A large US-headquartered multinational manufacturer with sales in 100 countries wanted to manage operational transfer pricing at year-end with more accuracy and transparency, and to move toward a position where it could analyze the meaning behind its reported numbers in more detail.
The company opted to implement Longview Transfer Pricing from insightsoftware in early 2020, just before the COVID-19 pandemic struck. Its timely decision meant the company was in a stronger position to cope with the impact on global supply chains and manufacturing than if it had continued with its traditional approach to transfer pricing.
This previous approach was built around spreadsheets, which were compiled with the help of more than 40 controllers based in country operations around the world. Although the workbooks were standardized, data entered were not always complete or in line with numbers forecast earlier in the year. The semi-manual approach to data capture also led to inaccuracies that needed to be managed and corrected centrally.
The Need to Free Up Time
As a result, the company’s transfer pricing team needed to spend a lot of time going back and forth with controllers to get the complete picture for each part of the operation. With the deadline to complete operational transfer pricing tied into the immovable financial year-end, there was very little time left to do anything other than produce the final report and adjustments.
Another challenge with the previous approach was that reporting was only completed once a year, and it was difficult for the finance team and the wider business to monitor or predict how the final transfer pricing picture would materialize.
While the company was reasonably confident that it was reporting the right numbers, it felt that it “didn’t know what it didn’t know” because it couldn’t look into the detail, or make comparisons with historic data, which were all held in static spreadsheets. This meant it was extremely difficult to effectively measure year-on-year or period-by-period changes.

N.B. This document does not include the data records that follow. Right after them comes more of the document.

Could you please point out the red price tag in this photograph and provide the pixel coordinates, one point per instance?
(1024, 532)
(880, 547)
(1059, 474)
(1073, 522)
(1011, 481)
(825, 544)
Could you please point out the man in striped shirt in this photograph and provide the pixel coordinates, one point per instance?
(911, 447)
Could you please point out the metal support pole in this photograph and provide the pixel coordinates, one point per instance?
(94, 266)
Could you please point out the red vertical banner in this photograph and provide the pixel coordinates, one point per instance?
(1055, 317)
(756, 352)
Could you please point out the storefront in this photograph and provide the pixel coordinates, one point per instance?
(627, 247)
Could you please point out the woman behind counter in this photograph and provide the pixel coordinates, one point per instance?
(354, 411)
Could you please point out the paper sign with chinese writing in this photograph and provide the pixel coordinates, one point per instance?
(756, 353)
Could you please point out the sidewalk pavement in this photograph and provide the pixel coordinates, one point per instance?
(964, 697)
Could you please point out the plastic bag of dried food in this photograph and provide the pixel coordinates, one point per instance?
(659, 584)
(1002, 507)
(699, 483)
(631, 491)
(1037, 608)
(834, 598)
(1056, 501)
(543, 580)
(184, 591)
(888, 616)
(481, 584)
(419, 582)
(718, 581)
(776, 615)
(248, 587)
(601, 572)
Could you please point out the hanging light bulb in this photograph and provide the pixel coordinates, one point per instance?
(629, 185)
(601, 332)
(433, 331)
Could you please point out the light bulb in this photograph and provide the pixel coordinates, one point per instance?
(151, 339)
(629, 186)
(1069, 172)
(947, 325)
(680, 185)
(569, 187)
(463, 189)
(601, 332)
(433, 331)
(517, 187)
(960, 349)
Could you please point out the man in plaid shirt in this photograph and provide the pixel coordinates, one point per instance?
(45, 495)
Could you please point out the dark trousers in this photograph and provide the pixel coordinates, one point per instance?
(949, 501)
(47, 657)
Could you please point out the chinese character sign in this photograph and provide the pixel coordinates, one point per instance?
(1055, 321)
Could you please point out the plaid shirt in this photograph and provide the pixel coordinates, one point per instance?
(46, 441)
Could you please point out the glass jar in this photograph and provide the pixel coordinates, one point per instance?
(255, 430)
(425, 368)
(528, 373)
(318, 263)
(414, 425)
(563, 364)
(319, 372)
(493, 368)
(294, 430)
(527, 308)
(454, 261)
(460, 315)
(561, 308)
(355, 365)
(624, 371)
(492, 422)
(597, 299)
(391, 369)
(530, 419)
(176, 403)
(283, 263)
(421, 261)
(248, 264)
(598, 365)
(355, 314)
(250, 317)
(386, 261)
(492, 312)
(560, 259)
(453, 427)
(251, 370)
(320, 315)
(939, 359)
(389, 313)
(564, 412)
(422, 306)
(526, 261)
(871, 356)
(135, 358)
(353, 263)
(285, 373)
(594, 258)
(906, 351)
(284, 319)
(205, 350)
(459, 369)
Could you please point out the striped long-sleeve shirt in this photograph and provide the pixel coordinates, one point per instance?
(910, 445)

This prompted the company to implement a software solution that would support the development of more effective processes, and allow a more proactive approach.
Managing Data Integrity
Before rolling the new process out, the company needed to address data integrity, a normal stage in any new software implementation project. However, this was not a case of lifting and shifting data from the old process, but a carefully considered project to understand where data were held across the business and how they could be used in the years ahead.
This meant working with subject matter experts to understand the future state of the business, and how it would be likely to grow organically with new products, supply chains, or locations. So while the process of gathering data and establishing metadata to support transfer pricing would be highly standardized, the new system would have flexibility built in from the start to accommodate inevitable change.
Adopting Key Principles
Following the data integrity phase, the company focused on setting up the correct processes and on rightsizing the project. It discovered that it could automate the completion of workbooks by controllers by sharing reports that were pre-completed with financial data, instead of the blank workbooks used before.
Although, at first glance, it may have seemed logical to address ”quick wins” with the software by prioritizing simple entities first, the company chose instead to address the most complex and material elements in the early stages.
Its reasoning was that it had committed as part of the business case to secure budget for the software in order to use it to manage the 2020 year-end, so wanted to ensure it focused on the most challenging entities from a tax perspective.
A second principle adopted at this stage of the project was not to over-engineer the system, especially for less material entities that could be addressed manually, if needed. This approach meant that the company could set up product groups with the optimum amount of data granularity needed. Controllers checking the data would only see the pared down information required, simplifying the process considerably.
As part of their testing process, the transfer pricing team completed a normal historical replication for validation of the system. They also proactively performed a year-end forecast and measured it against the subsequent year-end to ensure they gained confidence in the process for mid-year analysis and potential adjustments.
A second way to secure validation was to carry out user acceptance testing, working with controllers to ensure they were happy and familiar with the new reporting format. Although this was simple, standardized, and pre-populated with relevant data, it still had a different look and feel to the system that had previously been used, so it paid to test its acceptance before the pressure of year-end came around.
Time Savings, Better Data Accuracy, and Increased Transparency
As a result of the new processes, data integrity exercises, and testing, the company has saved multiple hours in work time for each controller as well as for the transfer pricing team. It has more consistent and accurate data to use in tax calculations, as well as better evidence of how data have been collected. It now asks controllers to provide forecasted data about the following year, and this is used as part of business-wide forecasts.
The company believes that success factors in the project included high quality communications and expectation management, as well as not over-promising on when the software would be completely implemented. By taking a tiered approach to managing entities, it secured the best result possible early on, leaving simpler work to be picked up further down the line.
The next stage will be to build further on the baseline established for the FY 2020 close, making richer data available for analysis and to measure how they stack up over time. The company will also use the capabilities of Longview to publish quarterly, web-based reports populated with relevant data for recipients, and begin to make adjustments to regular forecasts.